# FasterRCNN's RPN network training

I would like to know if my understanding of RPN training is correct, and if never training the RPN on some specific anchor box is bad (i.e if the anchor never sees good nor bad examples).

To make my point clear, assume we have two functions. $$f_{\theta_1}$$ which represents the backbone that outputs a feature map of size $$n$$ (assume flattened) for an image of size $$m$$ (WLOG assume the image is flattened) $$f_{\theta_1}: \mathbb{R}^m \to \mathbb{R}^n$$ and $$f_{\theta_2}$$ that represents the 'objectness' of each anchor box. We can suppose that $$f_{\theta_2}$$ and $$f_{\theta_1}$$ are convolutional neural networks, where $$\theta_1, \theta_2$$ are the networks' parameters. For simplicity, assume the RPN does not output bounding boxes correction, and only outputs the probabilities that an anchor box is an object or not. $$f_{\theta_1}: \mathbb{R}^n \to \mathbb{R}^{k \cdot n}$$ We can assume $$k=1$$, which is the number of boxes per anchor.

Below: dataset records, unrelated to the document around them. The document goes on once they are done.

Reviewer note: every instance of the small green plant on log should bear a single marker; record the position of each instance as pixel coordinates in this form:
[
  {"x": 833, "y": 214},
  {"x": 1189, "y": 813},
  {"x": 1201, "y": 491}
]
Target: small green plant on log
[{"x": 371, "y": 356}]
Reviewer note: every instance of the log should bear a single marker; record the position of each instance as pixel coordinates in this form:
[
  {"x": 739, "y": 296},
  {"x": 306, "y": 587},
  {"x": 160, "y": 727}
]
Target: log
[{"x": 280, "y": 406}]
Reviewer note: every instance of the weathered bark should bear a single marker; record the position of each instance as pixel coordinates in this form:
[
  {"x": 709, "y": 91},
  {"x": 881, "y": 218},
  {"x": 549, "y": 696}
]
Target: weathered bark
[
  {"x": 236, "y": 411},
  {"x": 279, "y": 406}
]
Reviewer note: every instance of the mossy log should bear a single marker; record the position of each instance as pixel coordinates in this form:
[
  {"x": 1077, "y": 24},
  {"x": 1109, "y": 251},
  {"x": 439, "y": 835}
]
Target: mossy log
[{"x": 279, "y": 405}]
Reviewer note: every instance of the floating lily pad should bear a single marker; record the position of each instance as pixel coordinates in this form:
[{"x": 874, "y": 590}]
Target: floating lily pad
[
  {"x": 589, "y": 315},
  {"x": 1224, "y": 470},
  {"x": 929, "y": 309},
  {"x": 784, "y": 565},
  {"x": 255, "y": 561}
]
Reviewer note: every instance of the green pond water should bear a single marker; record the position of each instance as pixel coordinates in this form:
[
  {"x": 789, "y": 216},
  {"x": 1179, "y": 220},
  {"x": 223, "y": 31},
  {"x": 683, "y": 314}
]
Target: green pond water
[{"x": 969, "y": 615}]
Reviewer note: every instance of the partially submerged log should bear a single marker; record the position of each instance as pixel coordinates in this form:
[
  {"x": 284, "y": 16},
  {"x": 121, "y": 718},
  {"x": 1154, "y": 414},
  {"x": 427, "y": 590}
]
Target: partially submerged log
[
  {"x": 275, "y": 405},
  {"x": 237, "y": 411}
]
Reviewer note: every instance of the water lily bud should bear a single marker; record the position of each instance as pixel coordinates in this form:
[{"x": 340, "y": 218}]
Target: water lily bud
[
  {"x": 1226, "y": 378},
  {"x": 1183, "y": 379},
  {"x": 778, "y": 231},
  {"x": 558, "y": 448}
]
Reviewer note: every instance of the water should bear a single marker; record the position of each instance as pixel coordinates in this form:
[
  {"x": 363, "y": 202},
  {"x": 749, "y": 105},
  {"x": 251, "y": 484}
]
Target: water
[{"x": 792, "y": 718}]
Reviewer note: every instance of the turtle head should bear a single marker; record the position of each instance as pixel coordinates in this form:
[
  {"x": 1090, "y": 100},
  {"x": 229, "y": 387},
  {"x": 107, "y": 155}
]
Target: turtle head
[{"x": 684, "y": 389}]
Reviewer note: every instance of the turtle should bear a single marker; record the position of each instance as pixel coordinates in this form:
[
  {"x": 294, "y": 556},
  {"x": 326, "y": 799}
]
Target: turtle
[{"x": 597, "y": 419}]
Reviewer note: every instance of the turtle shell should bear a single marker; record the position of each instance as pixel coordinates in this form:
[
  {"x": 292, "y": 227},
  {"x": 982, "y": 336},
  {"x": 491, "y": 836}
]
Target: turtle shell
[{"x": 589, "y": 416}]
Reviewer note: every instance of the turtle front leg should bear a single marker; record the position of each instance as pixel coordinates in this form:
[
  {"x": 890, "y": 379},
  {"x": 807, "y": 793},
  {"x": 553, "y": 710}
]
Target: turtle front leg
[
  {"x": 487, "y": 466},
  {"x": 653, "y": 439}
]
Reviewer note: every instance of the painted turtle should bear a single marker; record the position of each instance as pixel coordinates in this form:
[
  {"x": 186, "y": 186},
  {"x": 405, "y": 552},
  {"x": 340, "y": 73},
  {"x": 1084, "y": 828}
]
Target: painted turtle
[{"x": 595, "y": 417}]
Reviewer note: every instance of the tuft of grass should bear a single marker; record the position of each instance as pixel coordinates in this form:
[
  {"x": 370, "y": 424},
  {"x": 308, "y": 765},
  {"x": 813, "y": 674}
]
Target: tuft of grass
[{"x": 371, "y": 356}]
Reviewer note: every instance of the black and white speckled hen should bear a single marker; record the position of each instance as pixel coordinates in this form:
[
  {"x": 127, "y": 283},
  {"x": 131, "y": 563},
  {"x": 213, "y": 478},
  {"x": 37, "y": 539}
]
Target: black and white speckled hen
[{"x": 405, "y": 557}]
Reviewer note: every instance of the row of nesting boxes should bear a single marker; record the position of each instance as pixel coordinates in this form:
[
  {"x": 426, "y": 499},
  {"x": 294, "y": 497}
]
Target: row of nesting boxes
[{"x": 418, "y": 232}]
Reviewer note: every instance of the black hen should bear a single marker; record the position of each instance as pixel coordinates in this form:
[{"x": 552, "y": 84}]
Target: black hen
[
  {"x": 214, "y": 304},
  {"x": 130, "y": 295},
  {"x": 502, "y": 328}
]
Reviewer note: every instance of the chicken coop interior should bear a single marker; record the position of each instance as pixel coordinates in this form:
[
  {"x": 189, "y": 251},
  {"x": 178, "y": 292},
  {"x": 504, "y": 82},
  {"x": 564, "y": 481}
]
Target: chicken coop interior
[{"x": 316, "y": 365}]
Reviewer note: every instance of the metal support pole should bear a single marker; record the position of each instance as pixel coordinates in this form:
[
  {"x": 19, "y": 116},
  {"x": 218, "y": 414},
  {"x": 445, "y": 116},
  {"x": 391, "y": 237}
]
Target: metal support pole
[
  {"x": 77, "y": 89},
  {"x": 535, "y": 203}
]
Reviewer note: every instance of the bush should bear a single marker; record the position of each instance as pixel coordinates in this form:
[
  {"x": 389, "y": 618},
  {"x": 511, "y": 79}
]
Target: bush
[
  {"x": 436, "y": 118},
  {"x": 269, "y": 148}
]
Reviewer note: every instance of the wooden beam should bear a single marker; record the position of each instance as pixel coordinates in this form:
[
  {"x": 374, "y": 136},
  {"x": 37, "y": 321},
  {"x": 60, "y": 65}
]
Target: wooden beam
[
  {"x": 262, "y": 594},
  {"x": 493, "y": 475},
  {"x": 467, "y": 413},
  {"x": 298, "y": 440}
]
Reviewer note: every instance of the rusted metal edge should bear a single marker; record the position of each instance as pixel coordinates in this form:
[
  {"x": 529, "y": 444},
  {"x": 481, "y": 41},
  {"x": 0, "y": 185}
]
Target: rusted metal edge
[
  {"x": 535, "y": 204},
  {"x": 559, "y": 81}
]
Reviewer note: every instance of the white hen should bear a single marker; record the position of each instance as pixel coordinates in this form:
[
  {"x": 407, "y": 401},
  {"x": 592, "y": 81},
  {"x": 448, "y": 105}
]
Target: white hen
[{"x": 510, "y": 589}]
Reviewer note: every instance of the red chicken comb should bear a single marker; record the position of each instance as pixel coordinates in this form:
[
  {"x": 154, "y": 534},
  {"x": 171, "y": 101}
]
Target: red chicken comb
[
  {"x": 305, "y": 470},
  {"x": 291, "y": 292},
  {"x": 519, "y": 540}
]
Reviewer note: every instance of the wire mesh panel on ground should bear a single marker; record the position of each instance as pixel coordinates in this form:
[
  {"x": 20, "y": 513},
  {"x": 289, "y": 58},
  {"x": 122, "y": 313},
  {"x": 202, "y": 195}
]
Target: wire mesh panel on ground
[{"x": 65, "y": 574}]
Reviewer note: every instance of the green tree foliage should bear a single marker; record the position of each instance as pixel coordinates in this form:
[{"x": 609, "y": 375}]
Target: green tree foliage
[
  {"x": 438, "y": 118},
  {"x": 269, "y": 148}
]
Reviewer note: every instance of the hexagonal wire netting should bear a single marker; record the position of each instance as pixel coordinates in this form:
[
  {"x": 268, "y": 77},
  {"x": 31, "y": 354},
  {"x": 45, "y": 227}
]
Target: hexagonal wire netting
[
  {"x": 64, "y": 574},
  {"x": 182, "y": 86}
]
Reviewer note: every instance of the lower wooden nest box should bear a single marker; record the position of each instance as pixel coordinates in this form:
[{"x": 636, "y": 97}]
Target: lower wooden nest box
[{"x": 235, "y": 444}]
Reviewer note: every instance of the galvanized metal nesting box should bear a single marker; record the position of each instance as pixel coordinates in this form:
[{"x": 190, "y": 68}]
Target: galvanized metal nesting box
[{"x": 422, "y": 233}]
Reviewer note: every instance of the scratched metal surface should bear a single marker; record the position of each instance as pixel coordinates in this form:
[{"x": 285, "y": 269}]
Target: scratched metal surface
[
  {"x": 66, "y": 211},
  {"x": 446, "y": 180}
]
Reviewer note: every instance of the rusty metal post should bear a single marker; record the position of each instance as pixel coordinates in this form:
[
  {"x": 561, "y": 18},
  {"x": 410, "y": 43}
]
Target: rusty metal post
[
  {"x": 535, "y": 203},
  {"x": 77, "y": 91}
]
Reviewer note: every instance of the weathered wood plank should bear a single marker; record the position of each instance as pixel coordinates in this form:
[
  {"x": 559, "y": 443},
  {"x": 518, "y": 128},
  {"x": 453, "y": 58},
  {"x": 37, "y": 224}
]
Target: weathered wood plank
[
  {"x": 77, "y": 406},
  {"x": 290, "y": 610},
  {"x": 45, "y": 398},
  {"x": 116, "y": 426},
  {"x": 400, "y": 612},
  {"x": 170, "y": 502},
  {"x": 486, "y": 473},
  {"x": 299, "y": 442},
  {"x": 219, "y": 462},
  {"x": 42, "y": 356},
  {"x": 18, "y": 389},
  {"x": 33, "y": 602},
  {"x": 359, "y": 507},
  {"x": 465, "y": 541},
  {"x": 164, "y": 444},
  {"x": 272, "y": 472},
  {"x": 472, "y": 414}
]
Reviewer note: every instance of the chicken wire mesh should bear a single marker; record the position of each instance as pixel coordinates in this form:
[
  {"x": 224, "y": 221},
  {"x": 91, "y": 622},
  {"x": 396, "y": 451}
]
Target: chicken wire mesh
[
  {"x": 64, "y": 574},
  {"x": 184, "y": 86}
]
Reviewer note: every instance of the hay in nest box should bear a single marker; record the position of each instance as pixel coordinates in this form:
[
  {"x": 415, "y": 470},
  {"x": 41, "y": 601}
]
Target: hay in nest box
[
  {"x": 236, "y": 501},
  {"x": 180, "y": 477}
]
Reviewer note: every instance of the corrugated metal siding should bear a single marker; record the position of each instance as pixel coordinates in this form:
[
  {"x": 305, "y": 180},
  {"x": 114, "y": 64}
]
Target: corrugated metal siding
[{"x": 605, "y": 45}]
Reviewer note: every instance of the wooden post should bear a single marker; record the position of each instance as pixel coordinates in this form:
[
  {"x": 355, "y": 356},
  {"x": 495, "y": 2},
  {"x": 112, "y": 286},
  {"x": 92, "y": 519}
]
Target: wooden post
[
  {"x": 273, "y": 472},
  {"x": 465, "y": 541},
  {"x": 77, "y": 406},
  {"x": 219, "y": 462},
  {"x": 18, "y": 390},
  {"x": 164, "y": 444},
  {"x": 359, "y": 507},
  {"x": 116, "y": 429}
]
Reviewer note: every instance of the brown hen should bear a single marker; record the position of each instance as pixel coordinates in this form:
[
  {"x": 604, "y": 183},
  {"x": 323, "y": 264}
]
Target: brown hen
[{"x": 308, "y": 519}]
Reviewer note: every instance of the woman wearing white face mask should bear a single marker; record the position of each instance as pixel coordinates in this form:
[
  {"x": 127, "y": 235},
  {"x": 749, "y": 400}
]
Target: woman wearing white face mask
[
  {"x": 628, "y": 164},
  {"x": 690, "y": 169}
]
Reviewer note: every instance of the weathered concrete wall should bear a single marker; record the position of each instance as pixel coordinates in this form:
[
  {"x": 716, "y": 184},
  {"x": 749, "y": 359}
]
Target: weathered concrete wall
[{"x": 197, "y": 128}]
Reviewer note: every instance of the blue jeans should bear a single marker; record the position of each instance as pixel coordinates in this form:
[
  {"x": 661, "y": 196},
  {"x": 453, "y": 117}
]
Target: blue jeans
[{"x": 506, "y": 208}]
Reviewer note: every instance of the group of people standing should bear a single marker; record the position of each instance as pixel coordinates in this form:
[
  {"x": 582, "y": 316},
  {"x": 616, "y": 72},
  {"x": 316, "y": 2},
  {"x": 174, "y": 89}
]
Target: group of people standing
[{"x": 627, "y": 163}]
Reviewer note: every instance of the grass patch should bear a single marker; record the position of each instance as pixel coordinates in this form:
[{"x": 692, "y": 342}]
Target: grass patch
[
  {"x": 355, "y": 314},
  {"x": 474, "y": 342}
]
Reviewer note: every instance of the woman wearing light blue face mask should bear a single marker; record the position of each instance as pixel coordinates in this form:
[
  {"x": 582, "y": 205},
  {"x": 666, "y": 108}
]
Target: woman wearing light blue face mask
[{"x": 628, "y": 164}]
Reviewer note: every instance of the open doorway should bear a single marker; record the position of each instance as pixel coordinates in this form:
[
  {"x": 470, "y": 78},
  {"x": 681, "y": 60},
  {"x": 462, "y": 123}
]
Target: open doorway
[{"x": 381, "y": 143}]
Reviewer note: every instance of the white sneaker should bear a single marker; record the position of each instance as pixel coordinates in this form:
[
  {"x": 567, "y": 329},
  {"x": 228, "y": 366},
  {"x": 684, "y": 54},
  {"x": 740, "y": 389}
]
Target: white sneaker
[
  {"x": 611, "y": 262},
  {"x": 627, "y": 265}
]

If my understanding is correct, we select $$p$$ good proposals $$G_p$$, and $$p$$ bad proposals $$B_p$$ for training the RPN, which are indices of good and bad predictions. In other terms, if $$x$$ is an image (assume flattened), then $$f_{\theta_2}(f_{\theta_1}(x)) = y$$, next we only back-propagate the loss for coordinates $$B_p$$ in $$y$$ and $$G_p$$ in y. For instance, if $$p=1$$, and $$G_p = \{i\}$$ and $$B_p = \{j\}$$ and $$1\leq i \neq j \leq n$$ then we only compute the loss of the RPN for coordinates $$i$$ and $$j$$ in $$y$$. My questions are:

1- Is my understanding correct? and if not, how do we perform training?

2- Assuming my understanding is right or partially right about the last step, What happens if we never train component $$y_0$$ from the RPN's output for example? (i.e we never back propagate the loss through some components for $$y$$) woudn't this be a problem (i.e hurt performance or network training does not go well at all in some cases?)